18. In this Court the defendants have tried to controvert the decree of the Court below on substantially three grounds. The first ground is that the sale is not illegal, the second ground is that the sons, at any rate, cannot challenge the sale without establishing that there was no legal necessity for the sale or that the consideration was tainted with immorality, and, lastly, that in any case the sons cannot succeed without refunding the sale price.

19. The first question is to be decided by taking into consideration certain fasts which are as follows:

20. When the Bundelkhand Encumbered Estates Act came into force, Piare applied for relief under the provisions of that Act. Under Section 10, Bundelkhand Encumbered Estates Act, Clause 2, the proprietor, that is to say, Piare was incompetent to exchange, give, or without the consent of the Commissioner, sell, mortgage or lease his proprietary rights in the land or any part thereof. While he was admittedly under this disability, he contracted with Durga to sell the property in question, on the 2nd September 1911. The disability of Piare was removed on the 17th September 1913. Although Piare agreed to sell the property and received earnest-money, he did not execute the document of sale. On the other hand, he proceeded to sell the property to one Sigdar, who has been made a defendant in this suit, though unnecessarily. Thereupon Durga brought a suit for specific performance of contract against both Piare and Sigdar. This suit was instituted on the 19th March 1912. It was successful throughout although there was an appeal against the decree of the Court of first instance. The appeal was dismissed on the 12th November 1913, after the disability of Piare had ceased. When the appellate decree was passed, Piare executed a sale-deed in the terms agreed upon but refused to register the document. The document was compulsorily registered by the order of the Court on the 16th May 1914. Thus, we find, that the sale-deed in question was actually executed after Piare's disability had ceased, but the sale-deed was executed in pursuance of an agreement which was entered into while the disability existed.

21. The question then is whether the sale-deed should be treated as having been executed under a disability. I am clearly of opinion that we cannot separate the sale-deed from the agreement to sell. I need not consider what would have happened if the agreement had been to the effect that Piare would sell the property after his disability ceased. That question has not arisen and I am not going to answer it. In the present case Piare agreed to sell the property at once, and as a man of his word he ought to have executed the sale-deed then and there. Instead of doing what he had agreed to do, he transferred the property to a third party, with the result that the agreement had to be put into force through the agency of the Court.

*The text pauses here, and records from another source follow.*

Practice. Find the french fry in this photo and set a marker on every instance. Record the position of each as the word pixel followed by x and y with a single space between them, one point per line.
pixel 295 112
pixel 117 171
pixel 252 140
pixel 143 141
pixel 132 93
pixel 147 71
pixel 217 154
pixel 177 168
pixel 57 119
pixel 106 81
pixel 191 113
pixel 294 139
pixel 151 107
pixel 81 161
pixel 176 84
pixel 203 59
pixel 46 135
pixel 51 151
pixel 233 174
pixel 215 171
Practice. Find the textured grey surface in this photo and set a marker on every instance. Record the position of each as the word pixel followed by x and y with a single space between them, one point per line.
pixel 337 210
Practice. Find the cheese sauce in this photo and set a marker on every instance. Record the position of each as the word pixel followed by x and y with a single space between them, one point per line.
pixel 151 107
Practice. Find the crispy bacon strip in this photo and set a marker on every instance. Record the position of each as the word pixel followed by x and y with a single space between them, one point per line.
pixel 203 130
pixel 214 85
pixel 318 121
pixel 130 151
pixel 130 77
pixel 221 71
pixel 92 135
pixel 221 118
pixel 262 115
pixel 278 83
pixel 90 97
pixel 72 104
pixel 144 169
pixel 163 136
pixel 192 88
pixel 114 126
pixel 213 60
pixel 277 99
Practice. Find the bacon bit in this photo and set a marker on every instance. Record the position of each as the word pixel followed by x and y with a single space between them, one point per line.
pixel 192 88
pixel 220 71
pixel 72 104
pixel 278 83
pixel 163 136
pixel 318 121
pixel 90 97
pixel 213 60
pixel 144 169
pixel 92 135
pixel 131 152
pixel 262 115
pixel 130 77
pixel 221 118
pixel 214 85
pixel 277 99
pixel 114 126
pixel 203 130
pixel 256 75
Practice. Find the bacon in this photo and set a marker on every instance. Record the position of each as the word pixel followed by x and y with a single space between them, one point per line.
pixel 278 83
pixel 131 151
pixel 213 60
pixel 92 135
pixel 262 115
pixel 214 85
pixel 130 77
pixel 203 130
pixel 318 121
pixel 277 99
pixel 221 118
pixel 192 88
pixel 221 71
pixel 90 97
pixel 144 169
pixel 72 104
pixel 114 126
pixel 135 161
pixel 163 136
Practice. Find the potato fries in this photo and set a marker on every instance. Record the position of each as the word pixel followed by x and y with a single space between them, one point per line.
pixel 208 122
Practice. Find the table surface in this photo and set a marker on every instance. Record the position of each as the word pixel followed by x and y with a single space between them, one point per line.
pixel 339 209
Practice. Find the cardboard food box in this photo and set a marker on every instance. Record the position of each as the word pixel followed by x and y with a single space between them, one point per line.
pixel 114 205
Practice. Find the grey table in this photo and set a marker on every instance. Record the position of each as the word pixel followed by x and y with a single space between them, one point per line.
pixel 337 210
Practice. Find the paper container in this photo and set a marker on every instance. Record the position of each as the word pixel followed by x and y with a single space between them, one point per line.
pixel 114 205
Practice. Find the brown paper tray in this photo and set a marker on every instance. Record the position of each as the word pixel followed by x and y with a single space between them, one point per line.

22. In my opinion it must be taken that the sale followed the agreement, and for its validity it must date back to the date of the agreement. The mere fact that there was a delay in the working of the machinery of the Court, and in the meanwhile the disability ceased, should he of no avail either to Piare or Durga. In this view, which I take of the circumstances under which the sale-deed was executed, it is not necessary for me to consider the other provisions of the Bundelkhand Encumbered Estates Act.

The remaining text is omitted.